Let’s start with the Lotus Casino scene from Percy Jackson.
Now on to Odds Bodkin, Master Talesman’s audio rendition of The Lotus Eaters adventure from The Odyssey.
I’ll throw in some ELA lesson plan standards to appease the administration at your school.
- RL.9-10.5 Analyze how an author’s choices concerning how to structure a text, order events within it (e.g., parallel plots), and manipulate time (e.g., pacing, flashbacks) create such effects as mystery, tension, or surprise.
- RL.9-10.6 Analyze a particular point of view or cultural experience reflected in a work of literature from outside the United States, drawing on a wide reading of world literature.
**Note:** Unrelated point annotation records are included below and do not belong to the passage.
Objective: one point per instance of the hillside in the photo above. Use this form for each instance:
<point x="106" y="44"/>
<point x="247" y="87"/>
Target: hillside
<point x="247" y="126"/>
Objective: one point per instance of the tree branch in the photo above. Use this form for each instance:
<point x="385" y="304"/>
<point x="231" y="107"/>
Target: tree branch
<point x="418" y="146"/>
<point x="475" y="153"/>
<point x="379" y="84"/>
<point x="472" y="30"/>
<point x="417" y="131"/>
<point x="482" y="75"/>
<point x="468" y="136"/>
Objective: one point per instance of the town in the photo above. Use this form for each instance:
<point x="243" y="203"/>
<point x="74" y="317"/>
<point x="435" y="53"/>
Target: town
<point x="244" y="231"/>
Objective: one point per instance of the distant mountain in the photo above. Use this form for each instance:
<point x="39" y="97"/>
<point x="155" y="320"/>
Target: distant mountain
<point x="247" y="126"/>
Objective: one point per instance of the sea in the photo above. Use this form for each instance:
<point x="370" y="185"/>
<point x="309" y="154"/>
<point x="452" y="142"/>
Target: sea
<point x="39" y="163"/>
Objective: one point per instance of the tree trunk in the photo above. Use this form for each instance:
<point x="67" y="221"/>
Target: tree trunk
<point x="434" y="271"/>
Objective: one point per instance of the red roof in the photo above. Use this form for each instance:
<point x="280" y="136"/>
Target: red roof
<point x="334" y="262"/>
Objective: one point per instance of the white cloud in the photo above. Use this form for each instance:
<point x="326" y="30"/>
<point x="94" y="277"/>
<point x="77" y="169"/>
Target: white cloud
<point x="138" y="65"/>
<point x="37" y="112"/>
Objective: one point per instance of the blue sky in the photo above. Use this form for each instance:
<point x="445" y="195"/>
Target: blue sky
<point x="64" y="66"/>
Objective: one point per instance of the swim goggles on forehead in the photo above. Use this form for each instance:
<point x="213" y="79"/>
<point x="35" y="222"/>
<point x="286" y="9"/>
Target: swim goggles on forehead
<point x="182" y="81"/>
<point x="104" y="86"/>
- RL.9-10.7 Analyze the representation of a subject or a key scene in two different artistic mediums, including what is emphasized or absent in each treatment (e.g., Auden’s “Musee des Beaux Arts” and Breughel’s Landscape with the Fall of Icarus).
- RL.9-10.9 Analyze how an author draws on and transforms source material in a specific work (e.g., how Shakespeare treats a theme or topic from Ovid or the Bible or how a later author draws on a play by Shakespeare).
- Common Core Writing Standard 3: W.9-10.3 Write narratives to develop real or imagined experiences or events using effective technique, well-chosen details, and well-structured event sequences.